Position restrained MD means Molecular Dynamics in which a part of the system is not allowed to move far off their starting positions. To be able to run with position restraints we must add a section to the speptide.top file, describing which atoms are to be restrained. Such a section is actually generated by the pdb2gmx program. In the topology file it looks like
#ifdef POSRES
#include "posres.itp"
#endif
In the topology file we use conditional inclusion, i.e. only if a variable POSRES is set in the preprocessor do we include the file, this allows us to use the same topology file for runs with and without position restraints. In the pr.mdp parameter file for the position restraints this variable is set indeed:
define = -DPOSRES
At last we can generate the input for the position restrained mdrun:
| grompp -f pr -o pr -c after_em -r after_em -p speptide |
Now it's MDrun time:
| mdrun -v -s pr -e pr -o pr -c after_pr -g prlog >& pr.job & |
This run is started in the background (it will take a while), you
can watch how long it will take by typing:
| tail -f pr.job |
With the Ctrl-C key you can kill the tail command.
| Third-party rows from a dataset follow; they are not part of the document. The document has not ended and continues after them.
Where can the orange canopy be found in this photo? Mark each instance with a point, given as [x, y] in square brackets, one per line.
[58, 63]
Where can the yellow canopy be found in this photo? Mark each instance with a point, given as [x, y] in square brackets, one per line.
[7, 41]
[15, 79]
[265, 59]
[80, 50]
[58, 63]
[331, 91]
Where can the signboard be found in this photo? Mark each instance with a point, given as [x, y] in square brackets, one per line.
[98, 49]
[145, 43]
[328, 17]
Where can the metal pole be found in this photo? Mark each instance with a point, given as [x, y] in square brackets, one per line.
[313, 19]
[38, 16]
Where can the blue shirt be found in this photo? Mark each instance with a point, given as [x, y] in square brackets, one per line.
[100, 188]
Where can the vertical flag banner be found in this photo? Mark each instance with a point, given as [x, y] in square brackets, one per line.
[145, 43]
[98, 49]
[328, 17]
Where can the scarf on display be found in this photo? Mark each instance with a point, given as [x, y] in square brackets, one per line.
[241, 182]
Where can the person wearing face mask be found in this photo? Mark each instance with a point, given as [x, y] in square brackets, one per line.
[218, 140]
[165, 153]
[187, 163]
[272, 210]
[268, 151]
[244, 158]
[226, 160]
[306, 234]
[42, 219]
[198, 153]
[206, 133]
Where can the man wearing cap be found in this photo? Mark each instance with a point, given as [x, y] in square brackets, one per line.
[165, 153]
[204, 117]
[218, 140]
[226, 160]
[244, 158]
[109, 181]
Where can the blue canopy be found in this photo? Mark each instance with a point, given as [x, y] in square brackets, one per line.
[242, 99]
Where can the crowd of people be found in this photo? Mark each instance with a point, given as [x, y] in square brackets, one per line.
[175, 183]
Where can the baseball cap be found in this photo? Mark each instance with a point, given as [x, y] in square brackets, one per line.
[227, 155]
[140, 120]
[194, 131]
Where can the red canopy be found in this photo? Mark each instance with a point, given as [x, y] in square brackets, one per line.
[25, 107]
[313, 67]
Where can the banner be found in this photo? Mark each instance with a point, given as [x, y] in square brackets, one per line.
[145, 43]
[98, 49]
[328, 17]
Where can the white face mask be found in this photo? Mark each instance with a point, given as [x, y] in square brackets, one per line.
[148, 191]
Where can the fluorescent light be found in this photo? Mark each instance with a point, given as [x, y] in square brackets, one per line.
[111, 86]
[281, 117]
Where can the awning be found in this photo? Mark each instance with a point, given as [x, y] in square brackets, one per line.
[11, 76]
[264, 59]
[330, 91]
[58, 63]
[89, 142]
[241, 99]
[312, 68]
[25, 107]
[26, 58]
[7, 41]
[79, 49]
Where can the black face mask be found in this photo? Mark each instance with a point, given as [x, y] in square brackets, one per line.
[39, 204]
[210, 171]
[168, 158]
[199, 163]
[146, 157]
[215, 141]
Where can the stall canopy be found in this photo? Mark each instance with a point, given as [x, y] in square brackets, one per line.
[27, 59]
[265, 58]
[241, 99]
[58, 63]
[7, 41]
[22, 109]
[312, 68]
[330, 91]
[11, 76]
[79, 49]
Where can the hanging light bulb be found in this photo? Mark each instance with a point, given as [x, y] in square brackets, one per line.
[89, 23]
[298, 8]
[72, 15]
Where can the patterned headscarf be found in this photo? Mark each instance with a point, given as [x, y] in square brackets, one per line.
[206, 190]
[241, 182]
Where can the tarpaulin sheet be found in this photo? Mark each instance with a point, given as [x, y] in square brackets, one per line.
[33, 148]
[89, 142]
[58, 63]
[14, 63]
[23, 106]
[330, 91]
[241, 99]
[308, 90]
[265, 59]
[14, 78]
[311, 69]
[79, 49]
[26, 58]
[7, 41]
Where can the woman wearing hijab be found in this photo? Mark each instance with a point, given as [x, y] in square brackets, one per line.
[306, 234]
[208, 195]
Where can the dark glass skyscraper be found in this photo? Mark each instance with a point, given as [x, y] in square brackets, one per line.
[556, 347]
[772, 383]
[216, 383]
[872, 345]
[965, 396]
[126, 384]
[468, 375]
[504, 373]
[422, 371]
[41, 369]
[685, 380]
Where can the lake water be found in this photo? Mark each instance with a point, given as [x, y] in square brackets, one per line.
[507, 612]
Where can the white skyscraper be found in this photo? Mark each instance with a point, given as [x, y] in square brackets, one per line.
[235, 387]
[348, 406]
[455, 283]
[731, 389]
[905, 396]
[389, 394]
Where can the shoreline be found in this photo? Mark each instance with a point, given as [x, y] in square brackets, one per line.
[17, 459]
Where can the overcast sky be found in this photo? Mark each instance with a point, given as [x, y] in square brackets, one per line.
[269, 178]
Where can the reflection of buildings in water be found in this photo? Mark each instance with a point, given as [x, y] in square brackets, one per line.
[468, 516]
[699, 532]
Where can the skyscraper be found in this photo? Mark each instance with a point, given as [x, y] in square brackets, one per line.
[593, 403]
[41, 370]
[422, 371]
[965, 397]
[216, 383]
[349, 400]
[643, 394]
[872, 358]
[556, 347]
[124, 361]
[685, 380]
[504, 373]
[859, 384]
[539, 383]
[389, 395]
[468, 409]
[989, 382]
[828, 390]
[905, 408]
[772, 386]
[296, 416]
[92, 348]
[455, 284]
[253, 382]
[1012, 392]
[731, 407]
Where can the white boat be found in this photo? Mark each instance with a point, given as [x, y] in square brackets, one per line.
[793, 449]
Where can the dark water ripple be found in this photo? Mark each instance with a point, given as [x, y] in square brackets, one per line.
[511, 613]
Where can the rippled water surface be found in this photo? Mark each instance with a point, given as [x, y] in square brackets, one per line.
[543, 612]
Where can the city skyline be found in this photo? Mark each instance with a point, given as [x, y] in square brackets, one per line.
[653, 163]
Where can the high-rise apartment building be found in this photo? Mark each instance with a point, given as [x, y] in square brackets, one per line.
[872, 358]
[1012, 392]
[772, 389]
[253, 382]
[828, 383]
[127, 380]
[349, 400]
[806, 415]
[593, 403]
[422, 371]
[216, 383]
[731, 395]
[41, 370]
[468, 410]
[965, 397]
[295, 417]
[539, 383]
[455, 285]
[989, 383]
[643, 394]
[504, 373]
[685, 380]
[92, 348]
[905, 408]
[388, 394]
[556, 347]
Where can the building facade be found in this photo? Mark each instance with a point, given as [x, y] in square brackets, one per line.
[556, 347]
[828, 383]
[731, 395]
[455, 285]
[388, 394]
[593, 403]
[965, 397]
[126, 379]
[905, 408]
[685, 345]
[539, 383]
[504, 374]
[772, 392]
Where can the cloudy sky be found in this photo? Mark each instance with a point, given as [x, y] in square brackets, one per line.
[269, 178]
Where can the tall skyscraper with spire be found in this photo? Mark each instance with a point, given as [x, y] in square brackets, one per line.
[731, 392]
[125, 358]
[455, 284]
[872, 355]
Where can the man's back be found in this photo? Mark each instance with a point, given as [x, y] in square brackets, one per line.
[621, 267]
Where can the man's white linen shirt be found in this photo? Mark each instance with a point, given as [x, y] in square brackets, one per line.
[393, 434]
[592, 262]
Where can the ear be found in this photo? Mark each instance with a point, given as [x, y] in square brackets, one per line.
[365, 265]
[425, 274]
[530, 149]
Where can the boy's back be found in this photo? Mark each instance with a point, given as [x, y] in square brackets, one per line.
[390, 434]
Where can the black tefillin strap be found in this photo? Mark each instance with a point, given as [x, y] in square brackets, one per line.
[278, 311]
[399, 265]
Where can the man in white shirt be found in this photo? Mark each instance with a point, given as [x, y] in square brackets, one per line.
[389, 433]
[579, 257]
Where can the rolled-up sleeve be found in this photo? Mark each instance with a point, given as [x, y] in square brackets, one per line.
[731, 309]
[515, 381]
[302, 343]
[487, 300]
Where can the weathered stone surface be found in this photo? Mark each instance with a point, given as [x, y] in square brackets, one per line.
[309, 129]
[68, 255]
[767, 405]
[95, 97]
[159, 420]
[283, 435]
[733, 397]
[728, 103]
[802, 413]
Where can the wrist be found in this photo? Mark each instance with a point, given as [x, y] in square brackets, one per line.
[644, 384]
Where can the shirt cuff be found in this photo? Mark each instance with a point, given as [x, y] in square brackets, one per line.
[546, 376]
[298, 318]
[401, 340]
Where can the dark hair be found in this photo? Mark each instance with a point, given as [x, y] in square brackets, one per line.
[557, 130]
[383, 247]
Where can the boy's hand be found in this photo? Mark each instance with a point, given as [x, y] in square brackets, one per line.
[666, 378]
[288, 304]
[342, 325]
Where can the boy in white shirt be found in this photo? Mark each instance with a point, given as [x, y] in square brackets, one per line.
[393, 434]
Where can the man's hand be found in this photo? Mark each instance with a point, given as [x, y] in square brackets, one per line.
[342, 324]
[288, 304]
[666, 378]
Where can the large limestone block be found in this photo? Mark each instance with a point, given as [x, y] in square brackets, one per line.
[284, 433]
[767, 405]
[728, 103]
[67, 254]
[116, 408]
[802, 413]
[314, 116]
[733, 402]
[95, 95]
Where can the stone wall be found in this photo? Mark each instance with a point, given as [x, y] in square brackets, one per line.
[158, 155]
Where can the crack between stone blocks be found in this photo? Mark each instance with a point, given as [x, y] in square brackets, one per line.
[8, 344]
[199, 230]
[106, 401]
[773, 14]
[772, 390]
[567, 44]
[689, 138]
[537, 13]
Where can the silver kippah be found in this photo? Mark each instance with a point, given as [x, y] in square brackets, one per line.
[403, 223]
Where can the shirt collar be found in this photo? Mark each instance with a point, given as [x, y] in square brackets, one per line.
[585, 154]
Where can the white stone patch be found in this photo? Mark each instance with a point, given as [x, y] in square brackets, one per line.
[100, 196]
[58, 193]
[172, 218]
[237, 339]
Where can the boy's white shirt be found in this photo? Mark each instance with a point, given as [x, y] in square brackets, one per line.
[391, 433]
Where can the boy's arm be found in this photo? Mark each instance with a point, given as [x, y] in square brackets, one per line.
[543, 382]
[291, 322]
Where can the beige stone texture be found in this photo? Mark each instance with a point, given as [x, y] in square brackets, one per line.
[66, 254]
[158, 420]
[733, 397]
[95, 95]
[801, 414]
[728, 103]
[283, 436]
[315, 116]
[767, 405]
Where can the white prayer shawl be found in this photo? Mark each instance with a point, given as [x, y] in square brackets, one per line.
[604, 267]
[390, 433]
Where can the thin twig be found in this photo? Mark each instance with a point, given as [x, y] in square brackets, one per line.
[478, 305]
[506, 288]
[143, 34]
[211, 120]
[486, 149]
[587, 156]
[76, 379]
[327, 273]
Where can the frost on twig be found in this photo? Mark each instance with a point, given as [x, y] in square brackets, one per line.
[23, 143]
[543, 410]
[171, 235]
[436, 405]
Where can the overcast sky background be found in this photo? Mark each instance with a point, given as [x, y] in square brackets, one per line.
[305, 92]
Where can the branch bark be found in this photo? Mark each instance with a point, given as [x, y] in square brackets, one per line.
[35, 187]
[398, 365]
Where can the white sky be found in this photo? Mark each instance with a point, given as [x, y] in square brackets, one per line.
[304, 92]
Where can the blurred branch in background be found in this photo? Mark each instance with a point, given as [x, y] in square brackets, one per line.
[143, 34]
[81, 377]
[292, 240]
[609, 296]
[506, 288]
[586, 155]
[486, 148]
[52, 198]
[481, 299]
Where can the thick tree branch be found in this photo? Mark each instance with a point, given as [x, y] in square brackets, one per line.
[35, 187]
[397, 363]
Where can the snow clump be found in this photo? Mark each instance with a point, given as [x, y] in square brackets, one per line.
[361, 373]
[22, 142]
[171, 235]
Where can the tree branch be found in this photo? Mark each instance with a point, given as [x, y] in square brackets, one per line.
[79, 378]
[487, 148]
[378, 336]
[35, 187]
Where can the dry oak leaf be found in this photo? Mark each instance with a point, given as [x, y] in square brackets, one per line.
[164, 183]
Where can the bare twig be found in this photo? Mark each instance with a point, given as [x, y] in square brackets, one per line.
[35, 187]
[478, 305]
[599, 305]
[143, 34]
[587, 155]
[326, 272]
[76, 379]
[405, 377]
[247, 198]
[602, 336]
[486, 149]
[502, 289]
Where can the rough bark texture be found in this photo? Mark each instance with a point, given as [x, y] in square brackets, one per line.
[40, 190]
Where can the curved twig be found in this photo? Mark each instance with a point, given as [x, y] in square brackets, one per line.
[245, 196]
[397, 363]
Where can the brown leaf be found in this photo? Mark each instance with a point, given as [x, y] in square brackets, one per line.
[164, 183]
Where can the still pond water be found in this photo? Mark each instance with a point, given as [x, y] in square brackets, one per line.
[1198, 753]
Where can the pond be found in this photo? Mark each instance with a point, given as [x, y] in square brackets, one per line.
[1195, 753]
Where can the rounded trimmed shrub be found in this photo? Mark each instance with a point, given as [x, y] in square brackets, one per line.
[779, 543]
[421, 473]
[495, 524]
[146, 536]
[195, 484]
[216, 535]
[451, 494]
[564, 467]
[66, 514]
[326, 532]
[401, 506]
A good check of your simulation is to see whether density and potential
energies have converged:
| g_energy -f pr -o out -w |
The
g_energy program will prompt you to select a number of energy terms
from a list. For potential energy type:
| 9 0 |
If you have the xmgr program installed it will automatically pop up on your screen with the energy plot. You can do the same for the density and other energy terms, such as Solvent-Protein interactions.
Full MD is very similar to the restrained MD as far as GROMACS is
concerned. Check out the full.mdp for details.
| grompp -v -f full -o full -c after_pr -p speptide |
Then we can start mdrunning
| mdrun -v -s full -e full -o full -c after_full -g flog >& full.job & |
You should do similar convergence checks (and more!) as for the position restrained simulation.
We will not describe analysis in detail, because most analysis tools are described in the Analysis chapter of the printed manual. We just list a few of the possibilities within GROMACS. By now you should be able to start programs yourself.
You have been witness of a full MD simulation starting from a pdb-file. It's that easy, but then again, maybe it was not that easy. The example presented here is a real example, this is how a production run should be performed, the complexity is in the process itself and not in the software (at least, that's our opinion).
For proteins in water (or other solvent) the route is described above. For other systemd (eg. pure liquids or mixtures) one needs:
| editconf -f conf.pdb -o conf.gro |
| editconf -f conf.gro -o conf.pdb |
More info can be found in the flowchart (for a quick overview) and the GMX FAQ.
- Berendsen, H.J.C., Postma, J.P.M., van Gunsteren, W.F., Hermans, J. (1981)
Intermolecular Forces , chapter Interaction models for water in relation to protein hydration, pp 331-342. Dordrecht: D. Reidel Publishing Company Dordrecht
- Kabsch, W., Sander, C. (1983).
- Dictionary of protein secondary structure: Pattern recognition of hydrogen-bonded and geometrical features.
Biopolymers 22, 2577--2637.
- Mierke, D.F., Kessler, H. (1991).
- Molecular dynamics with dimethyl sulfoxide as a solvent. Conformation of a cyclic hexapeptide.
J. Am. Chem. Soc. 113, 9446.
- Stryer, L. (1988).
Biochemistry vol. 1, p. 211. New York: Freeman, 3 edition.